Arnaud Montebourg, un ex-ministre en campagne au chevet d'Alstom

L’ancien ministre de l’Economie, Arnaud Montebourg, s’est rendu à l’usine Alstom de Belfort mercredi 14 septembre. La veille, le gouvernement français s’était donné dix jours pour trouver des solutions après que l’entreprise avait annoncé l’arrêt de sa production de trains dans cette ville de l’est du pays. Mais les syndicats se font peu d’illusion. Un appel à la grève a été lancé pour le 27 septembre.

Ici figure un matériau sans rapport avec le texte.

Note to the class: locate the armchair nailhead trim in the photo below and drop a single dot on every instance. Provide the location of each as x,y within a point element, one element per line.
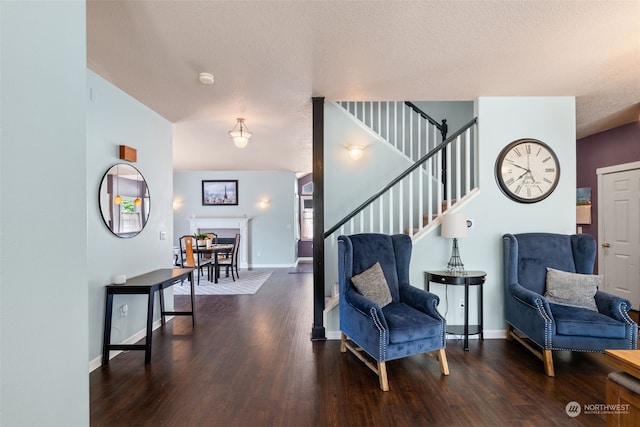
<point>547,324</point>
<point>382,346</point>
<point>632,328</point>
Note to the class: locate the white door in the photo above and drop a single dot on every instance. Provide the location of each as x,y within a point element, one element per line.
<point>619,225</point>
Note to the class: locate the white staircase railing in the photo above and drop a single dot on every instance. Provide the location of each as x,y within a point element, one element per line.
<point>400,123</point>
<point>413,201</point>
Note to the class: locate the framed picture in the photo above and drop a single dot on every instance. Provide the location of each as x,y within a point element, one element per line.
<point>220,193</point>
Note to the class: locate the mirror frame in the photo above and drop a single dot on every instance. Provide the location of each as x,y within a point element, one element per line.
<point>130,184</point>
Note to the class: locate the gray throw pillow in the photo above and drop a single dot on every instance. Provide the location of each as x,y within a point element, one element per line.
<point>372,284</point>
<point>573,289</point>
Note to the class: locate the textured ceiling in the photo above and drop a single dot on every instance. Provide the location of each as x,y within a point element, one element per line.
<point>270,57</point>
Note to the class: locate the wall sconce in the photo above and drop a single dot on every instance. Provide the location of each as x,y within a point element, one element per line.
<point>355,151</point>
<point>240,134</point>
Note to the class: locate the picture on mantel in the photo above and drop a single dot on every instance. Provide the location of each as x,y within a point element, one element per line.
<point>220,192</point>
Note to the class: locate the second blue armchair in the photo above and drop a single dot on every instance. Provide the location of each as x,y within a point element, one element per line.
<point>544,325</point>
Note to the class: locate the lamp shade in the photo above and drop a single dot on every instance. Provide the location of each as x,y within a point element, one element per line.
<point>454,225</point>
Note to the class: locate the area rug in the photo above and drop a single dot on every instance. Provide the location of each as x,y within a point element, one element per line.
<point>249,283</point>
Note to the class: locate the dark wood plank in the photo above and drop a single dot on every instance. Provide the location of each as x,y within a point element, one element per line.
<point>251,362</point>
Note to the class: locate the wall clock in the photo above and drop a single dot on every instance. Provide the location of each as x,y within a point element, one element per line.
<point>527,170</point>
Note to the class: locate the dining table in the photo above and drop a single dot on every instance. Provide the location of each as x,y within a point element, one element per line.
<point>214,251</point>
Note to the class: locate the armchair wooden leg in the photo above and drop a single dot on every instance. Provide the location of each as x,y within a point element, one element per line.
<point>509,332</point>
<point>382,373</point>
<point>547,357</point>
<point>442,358</point>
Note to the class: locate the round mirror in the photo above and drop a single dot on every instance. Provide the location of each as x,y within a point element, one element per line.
<point>124,200</point>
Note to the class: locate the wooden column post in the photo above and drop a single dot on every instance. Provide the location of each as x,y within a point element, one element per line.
<point>318,330</point>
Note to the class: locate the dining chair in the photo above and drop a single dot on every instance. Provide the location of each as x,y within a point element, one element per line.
<point>230,261</point>
<point>213,237</point>
<point>190,259</point>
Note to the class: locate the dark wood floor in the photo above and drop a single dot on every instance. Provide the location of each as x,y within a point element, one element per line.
<point>250,362</point>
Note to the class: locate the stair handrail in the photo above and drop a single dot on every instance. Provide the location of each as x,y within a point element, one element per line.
<point>442,127</point>
<point>402,175</point>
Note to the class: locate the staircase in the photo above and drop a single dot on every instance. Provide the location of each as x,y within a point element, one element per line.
<point>443,171</point>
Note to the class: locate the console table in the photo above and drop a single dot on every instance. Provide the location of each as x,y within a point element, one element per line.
<point>146,284</point>
<point>469,278</point>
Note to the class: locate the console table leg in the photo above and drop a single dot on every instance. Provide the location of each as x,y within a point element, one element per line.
<point>106,340</point>
<point>147,351</point>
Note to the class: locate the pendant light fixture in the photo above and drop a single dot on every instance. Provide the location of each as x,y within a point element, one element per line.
<point>240,133</point>
<point>118,199</point>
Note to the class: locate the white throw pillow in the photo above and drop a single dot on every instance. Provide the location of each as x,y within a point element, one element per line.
<point>372,284</point>
<point>573,289</point>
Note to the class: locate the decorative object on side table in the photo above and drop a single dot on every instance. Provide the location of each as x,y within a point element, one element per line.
<point>454,225</point>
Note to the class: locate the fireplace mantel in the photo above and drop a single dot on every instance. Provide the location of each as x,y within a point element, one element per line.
<point>240,223</point>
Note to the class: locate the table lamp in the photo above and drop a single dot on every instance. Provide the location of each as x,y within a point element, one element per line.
<point>454,226</point>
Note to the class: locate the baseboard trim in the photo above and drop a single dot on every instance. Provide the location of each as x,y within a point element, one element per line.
<point>499,334</point>
<point>97,362</point>
<point>271,266</point>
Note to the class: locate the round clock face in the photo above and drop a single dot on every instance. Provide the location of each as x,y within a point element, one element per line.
<point>527,170</point>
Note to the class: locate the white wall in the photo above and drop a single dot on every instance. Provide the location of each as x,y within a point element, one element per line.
<point>501,120</point>
<point>272,230</point>
<point>114,118</point>
<point>43,200</point>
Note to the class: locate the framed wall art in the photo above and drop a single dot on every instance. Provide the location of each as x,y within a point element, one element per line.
<point>220,193</point>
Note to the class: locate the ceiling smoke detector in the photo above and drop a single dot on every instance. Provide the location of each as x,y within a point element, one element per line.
<point>206,78</point>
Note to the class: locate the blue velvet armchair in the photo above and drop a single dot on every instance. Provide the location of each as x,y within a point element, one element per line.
<point>552,326</point>
<point>409,324</point>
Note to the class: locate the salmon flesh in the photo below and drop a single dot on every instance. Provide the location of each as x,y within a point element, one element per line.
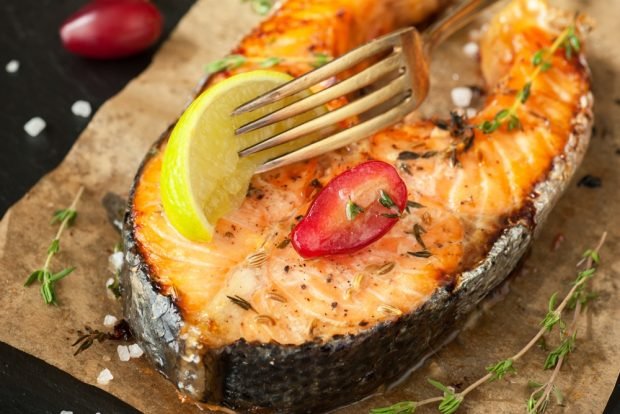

Avec AFP et notre envoyé spécial à Belfort,  Thomas Giraudeau

Selon Arnaud Montebourg, l’actionnaire de référence d’Alstom, l'Etat français ne pouvait pas ne pas savoir. Le gouvernement a été informé des menaces qui pesaient sur le site belfortain d'Alstom avant l'annonce de la fermeture programmée de l'usine par la direction, a affirmé mercredi le chantre du made in France, venu rencontrer les syndicats.

Il ajoute donc encore un peu d'huile sur le feu de la polémique politique qui n'en finit pas, une semaine après l’annonce de la fermeture de l’usine de trains d’ici à 2018 et le transfert de son activité locomotives vers Reichshoffen, en Alsace.

Pourtant, dans la journée encore, le porte-parole du gouvernement Stéphane Le Foll avait encore affirmé qu’il n’avait reçu « aucune information » en amont de cette décision.

 

Mais l’ex-ministre de l’Economie et candidat à l’élection présidentielle 2017 refuse d’y croire. Depuis l'acquisition par l'Etat de 20% d'Alstom, deux hauts fonctionnaires siègent au conseil d'administration. « Ils savaient et ont dûment informé leur ministre, et donc le président de la République et le Premier ministre, des menaces qui planaient sur Belfort », assure-t-il.

Montebourg promet de sauver l'usine

Devant les représentants syndicaux, le candidat à l’Elysée a affirmé que l'usine serait sauvée. Stratégie de campagne ? En tout cas, il a également évoqué quelques propositions, notamment le rééquilibrage de la production de 1 600 locomotives commandées par l’Inde en faveur du site de Belfort. Et il a pointé « la responsabilité » de la SNCF dans la situation actuelle.

De son côté, Emmanuel Macron, ministre de l’Economie démissionnaire et fondateur du mouvement En Marche !, se dédouanant de toute responsabilité dans le dossier, a rappelé ce mercredi qu’il n’avait jamais fait de « promesses intenables » concernant Alstom.

Mercredi soir, lors d'un conseil municipal extraordinaire à la mairie de Belfort, les élus locaux ont voté à l’unanimité une motion de soutien aux salariés de l’usine menacée. L'occasion pour Damien Meslot, député-maire Les Républicains de Belfort, d'attaquer frontalement le gouvernement. Selon lui, il fait la sourde oreille sur ce dossier depuis trop longtemps.